Reach for the Stars is a conventional empire-building game set in space. Your task is to research new technologies, build advanced ships, explore neighboring star systems, and eventually conquer the galaxy as you expand your forces from your home planet. Along the way you'll encounter alien races, fight massive space battles, and invade enemy-held territory.
Reach for the Stars plays out over a square map grid containing various star systems. Each system can have multiple planets, and these planets vary in levels of habitability for each race in the game. Once a planet has been colonized, you can develop it by building industrial, defense, research, shipyard, and training facilities. There are only six different building types total, and these can be upgraded from one level to another. Planets produce one new building per turn, assuming they have enough resource points to do so.
The player starts off with one planet that has Level 1 technology and a middle level environment. Three types of ships are available:
Scouts - very inexpensive, incapable of fighting or carrying colonists. These can be used as a low-cost, low-risk means to learn the composition of unknown star systems or the locations and makeup of enemy fleets.

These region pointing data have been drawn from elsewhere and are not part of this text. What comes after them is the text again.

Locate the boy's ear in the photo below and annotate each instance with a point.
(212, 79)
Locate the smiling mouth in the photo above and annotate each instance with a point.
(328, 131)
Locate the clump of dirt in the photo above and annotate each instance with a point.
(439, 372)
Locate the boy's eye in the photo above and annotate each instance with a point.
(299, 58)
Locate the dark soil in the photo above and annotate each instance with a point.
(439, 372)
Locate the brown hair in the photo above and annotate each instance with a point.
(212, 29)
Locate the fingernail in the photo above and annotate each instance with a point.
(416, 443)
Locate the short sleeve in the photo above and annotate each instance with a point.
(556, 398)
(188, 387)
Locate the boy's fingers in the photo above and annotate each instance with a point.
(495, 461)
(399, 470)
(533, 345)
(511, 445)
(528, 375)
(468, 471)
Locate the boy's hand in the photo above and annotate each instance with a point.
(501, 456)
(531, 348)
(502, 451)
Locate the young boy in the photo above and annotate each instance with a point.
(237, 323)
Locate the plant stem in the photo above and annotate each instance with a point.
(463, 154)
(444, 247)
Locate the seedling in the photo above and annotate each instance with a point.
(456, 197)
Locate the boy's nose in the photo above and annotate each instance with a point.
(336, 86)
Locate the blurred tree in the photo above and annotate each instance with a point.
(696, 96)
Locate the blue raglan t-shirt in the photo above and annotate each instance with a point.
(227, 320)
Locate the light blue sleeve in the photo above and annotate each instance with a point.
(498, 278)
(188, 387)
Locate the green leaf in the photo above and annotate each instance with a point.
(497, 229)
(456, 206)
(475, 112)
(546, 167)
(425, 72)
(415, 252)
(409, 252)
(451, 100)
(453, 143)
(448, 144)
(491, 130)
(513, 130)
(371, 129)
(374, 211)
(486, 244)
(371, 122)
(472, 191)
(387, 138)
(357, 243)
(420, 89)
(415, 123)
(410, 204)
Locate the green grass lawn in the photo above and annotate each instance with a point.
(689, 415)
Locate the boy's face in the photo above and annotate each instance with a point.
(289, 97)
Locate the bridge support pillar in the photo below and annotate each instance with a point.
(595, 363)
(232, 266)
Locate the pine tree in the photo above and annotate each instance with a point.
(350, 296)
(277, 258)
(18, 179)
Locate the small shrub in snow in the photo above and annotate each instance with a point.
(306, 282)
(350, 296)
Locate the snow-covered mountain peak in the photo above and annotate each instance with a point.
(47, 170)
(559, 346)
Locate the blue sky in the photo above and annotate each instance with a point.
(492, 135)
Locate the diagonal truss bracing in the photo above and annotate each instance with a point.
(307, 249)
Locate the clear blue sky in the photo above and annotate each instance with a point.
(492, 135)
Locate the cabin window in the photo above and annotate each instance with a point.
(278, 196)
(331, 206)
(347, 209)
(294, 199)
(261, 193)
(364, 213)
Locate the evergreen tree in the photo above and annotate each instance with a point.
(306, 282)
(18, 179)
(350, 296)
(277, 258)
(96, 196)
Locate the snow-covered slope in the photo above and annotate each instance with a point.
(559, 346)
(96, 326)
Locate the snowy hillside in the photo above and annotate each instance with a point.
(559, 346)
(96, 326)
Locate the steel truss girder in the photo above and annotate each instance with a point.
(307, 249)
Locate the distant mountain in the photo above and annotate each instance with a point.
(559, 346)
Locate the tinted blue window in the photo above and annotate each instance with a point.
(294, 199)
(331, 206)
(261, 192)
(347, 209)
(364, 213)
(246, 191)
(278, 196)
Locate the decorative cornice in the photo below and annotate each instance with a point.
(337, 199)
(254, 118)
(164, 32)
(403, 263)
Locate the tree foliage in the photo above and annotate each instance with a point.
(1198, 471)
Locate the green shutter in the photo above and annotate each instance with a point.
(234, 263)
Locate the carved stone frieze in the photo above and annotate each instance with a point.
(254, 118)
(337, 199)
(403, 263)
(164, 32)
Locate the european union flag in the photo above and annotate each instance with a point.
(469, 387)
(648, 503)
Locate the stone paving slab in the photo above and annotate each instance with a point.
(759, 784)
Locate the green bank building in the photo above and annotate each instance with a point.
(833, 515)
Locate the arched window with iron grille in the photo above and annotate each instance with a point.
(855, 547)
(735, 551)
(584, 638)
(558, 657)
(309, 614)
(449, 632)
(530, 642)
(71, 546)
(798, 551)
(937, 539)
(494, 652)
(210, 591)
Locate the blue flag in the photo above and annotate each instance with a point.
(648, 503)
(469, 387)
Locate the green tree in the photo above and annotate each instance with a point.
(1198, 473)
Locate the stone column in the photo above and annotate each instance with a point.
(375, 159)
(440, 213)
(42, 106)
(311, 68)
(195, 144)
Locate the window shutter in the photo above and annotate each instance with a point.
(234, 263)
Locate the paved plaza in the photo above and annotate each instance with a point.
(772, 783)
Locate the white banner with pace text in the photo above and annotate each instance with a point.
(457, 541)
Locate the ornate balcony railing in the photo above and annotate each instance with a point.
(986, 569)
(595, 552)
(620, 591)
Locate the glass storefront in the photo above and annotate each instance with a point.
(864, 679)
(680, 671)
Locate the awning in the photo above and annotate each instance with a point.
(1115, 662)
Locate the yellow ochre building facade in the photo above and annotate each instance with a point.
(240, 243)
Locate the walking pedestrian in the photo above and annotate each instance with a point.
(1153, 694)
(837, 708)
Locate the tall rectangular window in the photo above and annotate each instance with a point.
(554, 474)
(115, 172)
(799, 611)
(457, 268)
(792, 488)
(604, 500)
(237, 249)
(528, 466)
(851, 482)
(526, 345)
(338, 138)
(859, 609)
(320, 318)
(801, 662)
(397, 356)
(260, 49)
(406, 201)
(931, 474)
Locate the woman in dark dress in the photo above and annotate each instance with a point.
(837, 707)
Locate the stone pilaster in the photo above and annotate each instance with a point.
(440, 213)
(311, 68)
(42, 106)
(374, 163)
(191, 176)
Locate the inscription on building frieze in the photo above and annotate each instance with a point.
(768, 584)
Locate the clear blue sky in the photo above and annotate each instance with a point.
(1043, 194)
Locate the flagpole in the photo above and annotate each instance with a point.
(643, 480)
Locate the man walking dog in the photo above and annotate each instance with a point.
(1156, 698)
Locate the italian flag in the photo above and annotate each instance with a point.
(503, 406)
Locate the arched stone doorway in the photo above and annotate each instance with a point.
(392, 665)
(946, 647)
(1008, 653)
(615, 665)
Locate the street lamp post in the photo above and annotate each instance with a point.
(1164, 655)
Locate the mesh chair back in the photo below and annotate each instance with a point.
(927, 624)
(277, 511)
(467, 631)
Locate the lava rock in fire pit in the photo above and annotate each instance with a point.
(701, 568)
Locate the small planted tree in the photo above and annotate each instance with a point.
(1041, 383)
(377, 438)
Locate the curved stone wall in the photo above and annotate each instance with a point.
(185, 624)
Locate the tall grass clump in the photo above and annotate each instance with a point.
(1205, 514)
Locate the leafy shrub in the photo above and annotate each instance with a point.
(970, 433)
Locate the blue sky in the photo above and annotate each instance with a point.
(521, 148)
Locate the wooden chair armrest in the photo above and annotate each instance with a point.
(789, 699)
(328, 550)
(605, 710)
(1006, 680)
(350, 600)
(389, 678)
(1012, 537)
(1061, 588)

Transports - incapable of fighting, but can carry colonists
Warships - incapable of carrying colonists, but can fight
Starting players have limited funds, and have to decide where to invest the funds (technology upgrades, ships,or environmental upgrades). Upgrading a world's planetary environment, for example, means that its population grows more quickly, improving production; this is a mixed blessing, however, because if the population grows beyond the maximum allowed for that planet, the costs to feed the population skyrocket. Building a lot of ships early can win a player the game, if the player finds his enemies' home planets before they manage to upgrade their military technology; on the other hand, it can lead to a loss if the player's opponents upgrade first and attack with superior ships.
Each turn was divided into two sections - a development phase, and a movement phase. In the development phase players worked on planetary production, deciding what each planet would produce that turn. In the movement phase players had the option to send ships to other star systems, to explore, colonize, or conquer.
Because the game evolves along so many different axes of possibility, the game offers tremendous replay value. It is quite possible to save a game on the first turn, and have it play out differently each time it was restored.